James Hogan, of JP’s bar on Sarsfield Bridge, said it was just another quiet Wednesday afternoon until 2.10pm when he and his customers witnessed the building “coming down like Lego”.
“I was looking out the window, and it just fell down. A few of us ran out to make sure no one was injured. I was looking at it, but I didn’t think it was happening,” said Mr Hogan, who was later advised to close the building and evacuate in case there was further damage caused.
Emergency crews were at the scene, and were redirecting traffic, with many motorists reporting lengthy tailbacks as many roads were closed off for hours.
“There was one woman in the building at the time and she got the fright of her life. She’s making alternative arrangements for somewhere to stay for a night or two,” said one member of the emergency crew.
Dermot Moloney, president of Limerick Boat Club, was surveying the damage to the roof of the club’s boat house, which was torn off by near hurricane winds and swept into the River Shannon.

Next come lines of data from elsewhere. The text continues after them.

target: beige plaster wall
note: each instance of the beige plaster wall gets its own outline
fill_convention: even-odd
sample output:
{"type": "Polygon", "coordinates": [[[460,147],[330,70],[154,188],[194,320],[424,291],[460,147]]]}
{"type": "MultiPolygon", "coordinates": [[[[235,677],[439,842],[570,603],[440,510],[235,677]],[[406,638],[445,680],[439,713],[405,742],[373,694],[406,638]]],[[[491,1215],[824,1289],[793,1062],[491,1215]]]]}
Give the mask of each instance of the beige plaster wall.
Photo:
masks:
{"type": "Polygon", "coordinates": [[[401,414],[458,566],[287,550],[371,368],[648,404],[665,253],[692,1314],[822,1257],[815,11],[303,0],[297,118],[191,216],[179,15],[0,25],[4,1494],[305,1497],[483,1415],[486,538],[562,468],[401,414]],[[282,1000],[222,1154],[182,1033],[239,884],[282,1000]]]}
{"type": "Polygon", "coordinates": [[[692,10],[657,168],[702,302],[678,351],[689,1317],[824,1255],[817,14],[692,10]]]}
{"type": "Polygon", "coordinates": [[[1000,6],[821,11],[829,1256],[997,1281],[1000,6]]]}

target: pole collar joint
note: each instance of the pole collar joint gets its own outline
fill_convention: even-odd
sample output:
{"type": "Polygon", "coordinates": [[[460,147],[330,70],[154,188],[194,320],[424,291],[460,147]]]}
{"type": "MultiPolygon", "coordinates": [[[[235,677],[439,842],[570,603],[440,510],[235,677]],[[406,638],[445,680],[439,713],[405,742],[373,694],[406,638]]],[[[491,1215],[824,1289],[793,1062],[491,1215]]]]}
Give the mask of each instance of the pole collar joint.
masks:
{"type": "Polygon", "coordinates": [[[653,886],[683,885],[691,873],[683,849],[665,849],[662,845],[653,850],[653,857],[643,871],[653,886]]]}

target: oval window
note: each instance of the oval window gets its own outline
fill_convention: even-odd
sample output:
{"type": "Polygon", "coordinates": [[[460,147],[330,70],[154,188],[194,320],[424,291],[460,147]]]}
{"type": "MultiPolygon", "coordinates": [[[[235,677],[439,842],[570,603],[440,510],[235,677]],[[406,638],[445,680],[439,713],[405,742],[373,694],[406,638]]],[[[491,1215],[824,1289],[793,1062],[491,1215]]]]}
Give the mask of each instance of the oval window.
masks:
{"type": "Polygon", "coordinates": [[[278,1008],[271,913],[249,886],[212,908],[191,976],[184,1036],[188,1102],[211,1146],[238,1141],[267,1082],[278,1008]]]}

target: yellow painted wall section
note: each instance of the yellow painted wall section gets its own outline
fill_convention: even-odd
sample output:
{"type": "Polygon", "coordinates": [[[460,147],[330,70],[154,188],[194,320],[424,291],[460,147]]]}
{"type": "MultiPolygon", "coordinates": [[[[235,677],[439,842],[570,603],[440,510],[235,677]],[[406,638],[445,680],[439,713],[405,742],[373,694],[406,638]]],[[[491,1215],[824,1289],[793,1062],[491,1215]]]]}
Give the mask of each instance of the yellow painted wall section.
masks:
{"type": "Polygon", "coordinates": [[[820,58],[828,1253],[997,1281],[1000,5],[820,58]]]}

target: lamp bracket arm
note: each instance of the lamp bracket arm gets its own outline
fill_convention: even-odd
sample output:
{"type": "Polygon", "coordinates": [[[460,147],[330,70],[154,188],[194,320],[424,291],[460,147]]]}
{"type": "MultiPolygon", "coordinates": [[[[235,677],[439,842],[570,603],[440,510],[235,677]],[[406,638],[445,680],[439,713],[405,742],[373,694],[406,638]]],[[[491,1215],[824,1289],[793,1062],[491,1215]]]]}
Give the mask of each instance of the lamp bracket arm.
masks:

Mr Moloney said the ‘Belfast style’ roof had been in place since 1875 – some 139 years – and said many people are “shocked and aghast at the enormity of the destruction caused”.
“It stood in good stead for all those years. I doubt it’s salvageable now. Most of it is in the river. All the boats there are fine, bar one. Our first priority is to make the building is secure and safe. It’s very untimely with the boardwalk just being completed,” he told the Limerick Leader.

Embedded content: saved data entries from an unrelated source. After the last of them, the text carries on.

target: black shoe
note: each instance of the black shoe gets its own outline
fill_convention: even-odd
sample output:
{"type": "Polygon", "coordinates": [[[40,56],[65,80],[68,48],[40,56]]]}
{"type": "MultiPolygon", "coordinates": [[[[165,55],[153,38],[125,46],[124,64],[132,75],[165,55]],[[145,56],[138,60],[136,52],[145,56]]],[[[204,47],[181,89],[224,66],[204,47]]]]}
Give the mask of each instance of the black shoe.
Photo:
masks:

He said the boat club, which was previously used for night time events, is not currently active, even though it had been earmarked as a landmark destination for a €20m redevelopment by developer Michael Daly during the boom years. He said funds are not currently available to repair the roof, but added that it cannot be left in that state due to its gateway status to the city.
In the University of Limerick, the Clare side of the campus was completely without electricity for a time, while the main entrance to the campus was closed due to fallen trees.
Further destruction was caused at the People’s Park, after a tree fell, crashed through the railings and onto the road, which was also blocked off for a time.
One of the entrances to the North Circular Road was also closed off due to a fallen tree.
A tree fell on a van on the Knockalisheen Road, but no injuries were reported from this incident.
The Redemptorists at Mount St Alphonsus on the South Circular Road also witnessed tiles “flying off” the roof of the monastery and the church.
Fitness classes in ProZone in Thomond Park were also cancelled on Wednesday night, as people were advised to stay indoors if possible.
The University Arena was also closed until 7am this Thursday.
Fashion retailers Pamela Scott said they had to close both their outlets in Limerick, on Henry Street and in the Crescent Shopping Centre, as well as in Tralee, county Kerry, due to the bad weather. Ryans Jewellers on Roches Street also closed early due to the bad weather.